Sunday, November 26, 2023

turns out I love my work.

I’ve been interviewing with a couple companies, which I’ve actually enjoyed! They’ve asked good questions, like "How did you get started in management?", to which the answer is "Let me tell you about college a cappella groups…". This past year has let me make my story coherent enough that I can plausibly talk about my life before Computer Science 101, which itself happened where the Internet was so far along that there were a whole six (6) of we avant-garde who had websites.

I do love working with computers, and I’m an excellent software engineer. I just love working with people more, and I’m better at it. Software development is an utterly human endeavor, and it depends entirely on we squishy, analog humans communicating. We exist as systems on so many levels: cultures, communities, guilds, cities, towns, villages, hamlets, ecosystems, microbiomes, tissue cells. Workplaces, chat rooms, housemates, marriages, friendships, families, minds.

I can see those systems, and I can help people be awesome. And, as a role, being in management makes sense to me, which is not always the case.

I hired an engineer onto a very specifically particular team, but the team and the organization were involved in some slogging work, and they quite rightly brought this up in a 1-1 after a couple months.

"I feel like there are decisions being made where I can’t see them, in meetings I’m not invited to. Am I being paranoid?"
 "No, you are absolutely correct, we have these meetings about The Project, and we can read you into it if you want, but they are meetings which have made both me and Matt visibly angry."
[Matt is justifiably legendary for his patience and kindness, and while I’m no slouch in the patience-and-kindness department, it is known that me getting visibly angry takes a lot.]

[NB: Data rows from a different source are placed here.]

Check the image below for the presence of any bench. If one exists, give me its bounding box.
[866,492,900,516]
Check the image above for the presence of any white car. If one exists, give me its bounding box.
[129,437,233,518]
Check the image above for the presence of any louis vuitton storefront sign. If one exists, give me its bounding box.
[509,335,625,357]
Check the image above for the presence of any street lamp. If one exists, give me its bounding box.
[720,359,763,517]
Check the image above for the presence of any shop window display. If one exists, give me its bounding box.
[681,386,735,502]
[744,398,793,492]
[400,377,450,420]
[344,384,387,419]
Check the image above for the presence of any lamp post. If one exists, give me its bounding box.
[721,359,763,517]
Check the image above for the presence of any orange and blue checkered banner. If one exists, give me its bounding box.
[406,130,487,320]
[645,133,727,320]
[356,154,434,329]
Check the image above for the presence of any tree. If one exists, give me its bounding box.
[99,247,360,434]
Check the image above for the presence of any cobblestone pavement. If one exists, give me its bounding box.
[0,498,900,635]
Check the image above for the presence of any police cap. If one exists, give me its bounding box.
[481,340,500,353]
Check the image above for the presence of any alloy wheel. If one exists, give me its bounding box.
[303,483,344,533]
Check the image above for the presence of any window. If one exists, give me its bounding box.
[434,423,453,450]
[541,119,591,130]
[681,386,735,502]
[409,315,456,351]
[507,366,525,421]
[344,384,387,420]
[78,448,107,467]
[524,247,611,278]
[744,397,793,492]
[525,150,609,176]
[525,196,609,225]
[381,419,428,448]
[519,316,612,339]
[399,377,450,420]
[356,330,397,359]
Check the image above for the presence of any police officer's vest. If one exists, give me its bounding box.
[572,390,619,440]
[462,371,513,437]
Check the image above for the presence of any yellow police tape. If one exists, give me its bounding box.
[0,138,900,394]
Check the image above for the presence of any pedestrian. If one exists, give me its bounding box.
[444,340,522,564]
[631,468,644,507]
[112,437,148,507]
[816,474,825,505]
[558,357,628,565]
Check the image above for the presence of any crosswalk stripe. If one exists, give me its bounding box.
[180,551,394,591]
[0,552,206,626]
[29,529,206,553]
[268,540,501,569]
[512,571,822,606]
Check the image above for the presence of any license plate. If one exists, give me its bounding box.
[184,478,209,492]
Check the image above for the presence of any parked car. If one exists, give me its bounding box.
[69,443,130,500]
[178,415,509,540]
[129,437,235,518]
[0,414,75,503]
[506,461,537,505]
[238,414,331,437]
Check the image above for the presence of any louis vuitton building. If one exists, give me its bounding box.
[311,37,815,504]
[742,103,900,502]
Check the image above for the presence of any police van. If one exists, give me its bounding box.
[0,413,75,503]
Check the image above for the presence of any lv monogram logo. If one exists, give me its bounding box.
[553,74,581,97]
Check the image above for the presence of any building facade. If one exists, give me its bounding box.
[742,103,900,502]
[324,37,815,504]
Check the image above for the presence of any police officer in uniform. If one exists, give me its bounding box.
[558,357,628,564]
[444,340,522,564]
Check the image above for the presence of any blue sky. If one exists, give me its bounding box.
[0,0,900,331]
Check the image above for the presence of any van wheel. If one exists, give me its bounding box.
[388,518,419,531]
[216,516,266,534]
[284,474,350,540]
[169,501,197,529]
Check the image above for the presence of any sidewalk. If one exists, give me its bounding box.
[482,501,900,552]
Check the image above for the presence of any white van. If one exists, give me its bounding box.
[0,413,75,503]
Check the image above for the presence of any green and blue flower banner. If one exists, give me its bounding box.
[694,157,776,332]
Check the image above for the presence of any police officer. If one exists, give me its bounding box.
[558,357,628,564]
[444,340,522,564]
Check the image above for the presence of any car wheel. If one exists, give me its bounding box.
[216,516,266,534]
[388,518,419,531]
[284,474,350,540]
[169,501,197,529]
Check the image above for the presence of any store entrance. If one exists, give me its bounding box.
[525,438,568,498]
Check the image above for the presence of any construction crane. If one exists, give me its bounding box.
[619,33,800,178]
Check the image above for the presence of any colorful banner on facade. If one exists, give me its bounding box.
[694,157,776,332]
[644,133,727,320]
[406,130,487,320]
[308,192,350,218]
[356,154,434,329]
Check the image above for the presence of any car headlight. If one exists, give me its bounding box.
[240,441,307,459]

"Oh. Shit. Okay. Never mind."

Patrick Rothfuss’s masterwork The Wise Man’s Fear gets its title from a saying in that world:

"There are three things all wise men fear: the sea in storm, a night with no moon, and the anger of a gentle man."

Managers can be extremely non-creative, partly because they don’t know what else to be, but also because there’s a sad mode of management where the job is being a "bullshit umbrella," protecting teams from the rest of the company. At large companies this is most commonly all you’re allowed to do, unless you also enjoy throwing elbows in institutional—let’s say bureaucratic—politics (which some people do). But it’s so much more fun to treat it like a collaboration with the engineers, because the two jobs are radically different: woe be unto ye whose only way to promote an engineer is to make them a manager.

So, sure, see what I did there? I’m not hiding anything, and I’ll be as transparent as I can, but no one with good sense wants to deal with work which is not their job, which is making multiple gentle men angry.